Since then, the clear emphasis in Ford's car advertising has been on messages told by real people. Ads and online videos invariably feature employees, customers or prospects Ford has gotten to test-drive one of its vehicles. Third-party testimonials from journalists have peppered advertising and social media channels. It's a focus specifically designed to overload consumers with proof points that Ford vehicles can vie with the best of Japan or Korea.

Farley's own testimonial of Ford's brand power comes from a unique perspective--that of a rival. When Farley launched the Tundra pickup for Toyota in 2006, he learned what kind of allegiance Ford's F-150 pickup had with its owners. "At Toyota, we were in awe of Ford trucks and the passion owners had for them, and we completely benchmarked the F-Series...but we didn't consider Ford cars much as competition," says Farley, who was born and raised in Michigan and is the grandson of a former Lincoln-Mercury dealer. One of the missions he has had from day one at Ford is to try to infuse the car business with the same kind of passion Ford has long had around trucks and SUVs.

To do that, Farley leans heavily on social media. Digital, which soaks up 25 percent of Ford's marketing spend--especially Facebook--was a big part of the Ford Fiesta's launch this year.

Farley is not a fan of traditional media, especially the Super Bowl, putting him in stark contrast to his GM counterpart, Joel Ewanick. Is it working? There is little doubt that Ford has been aided by two big developments in the last two years: the bankruptcies of GM and Chrysler, and Toyota's recalls, which sapped its image for quality. "The brand perception gap between Ford and Toyota is now nonexistent based on our tracking and third-party research," says Farley.
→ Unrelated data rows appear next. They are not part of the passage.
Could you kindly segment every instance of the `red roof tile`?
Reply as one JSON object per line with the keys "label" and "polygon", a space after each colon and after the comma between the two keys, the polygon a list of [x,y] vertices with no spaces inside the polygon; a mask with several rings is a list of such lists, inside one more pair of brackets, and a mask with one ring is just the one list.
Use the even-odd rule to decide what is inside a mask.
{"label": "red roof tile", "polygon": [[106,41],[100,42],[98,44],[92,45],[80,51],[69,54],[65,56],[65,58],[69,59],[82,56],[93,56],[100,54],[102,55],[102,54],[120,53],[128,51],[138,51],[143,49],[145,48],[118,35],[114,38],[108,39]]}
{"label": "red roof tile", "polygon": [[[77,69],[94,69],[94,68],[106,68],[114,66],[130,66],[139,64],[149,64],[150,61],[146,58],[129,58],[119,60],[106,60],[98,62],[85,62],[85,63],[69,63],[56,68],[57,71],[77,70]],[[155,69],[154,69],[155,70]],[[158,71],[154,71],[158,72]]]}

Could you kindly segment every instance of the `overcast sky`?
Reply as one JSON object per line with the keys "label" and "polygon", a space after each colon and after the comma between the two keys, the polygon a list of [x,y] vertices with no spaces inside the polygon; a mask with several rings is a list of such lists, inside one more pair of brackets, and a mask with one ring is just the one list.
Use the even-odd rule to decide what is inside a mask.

Ford's retail market share has climbed from 12.8 percent when Farley arrived to 14.1 this year. Total market share, including sales to fleets, went from 14.6 to 16.4 percent through August. But it is not like he is working alone. The reception by the automotive media and the public to the refreshed Ford Fusion, especially the Hybrid version; the redesigned F-Series pickup; the Mustang; the new Ford Taurus; and the Lincoln MKS and MKT has been overwhelmingly good. Ford posted a $2.6 billion profit in 2Q and promises to be solidly in the black this year for the first time in nine years.

Currently, Farley and his team are reviewing creative for the Focus launch in the next few weeks. It's taken two years of work, but marketing groups around the world have fallen in line to create efficiencies. Farley gave them an incentive to make their campaigns connect globally, and to cooperate on film, photography and other assets, telling them that any money they saved from the old wasteful ways would be plowed back into local media to get the word out and help them meet their sales targets, rather than Ford's profit.

At home, he must keep the momentum up as GM and Chrysler begin to rechallenge the market with freshened lineups and bigger ad budgets as they hog headlines next year with IPOs. And the 47-year-old Farley is hoping that the momentum behind the Ford brand starts to rub off on Lincoln. Having sold off Aston Martin, Jaguar, Land Rover and Volvo, Lincoln is Ford's only premium play left.

Ford decided earlier this year to mothball Mercury. And though Farley says the company is committed to Lincoln, the truth, according to other sources inside Ford, is that Lincoln will have only the next couple of years to show it can earn its way, or go the same way.

If that were to occur, Ford would be the only major automaker selling one brand globally. Even Toyota has Lexus and Scion. That would be the ultimate marketing efficiency for the third biggest car company in the world. Talk about one Ford.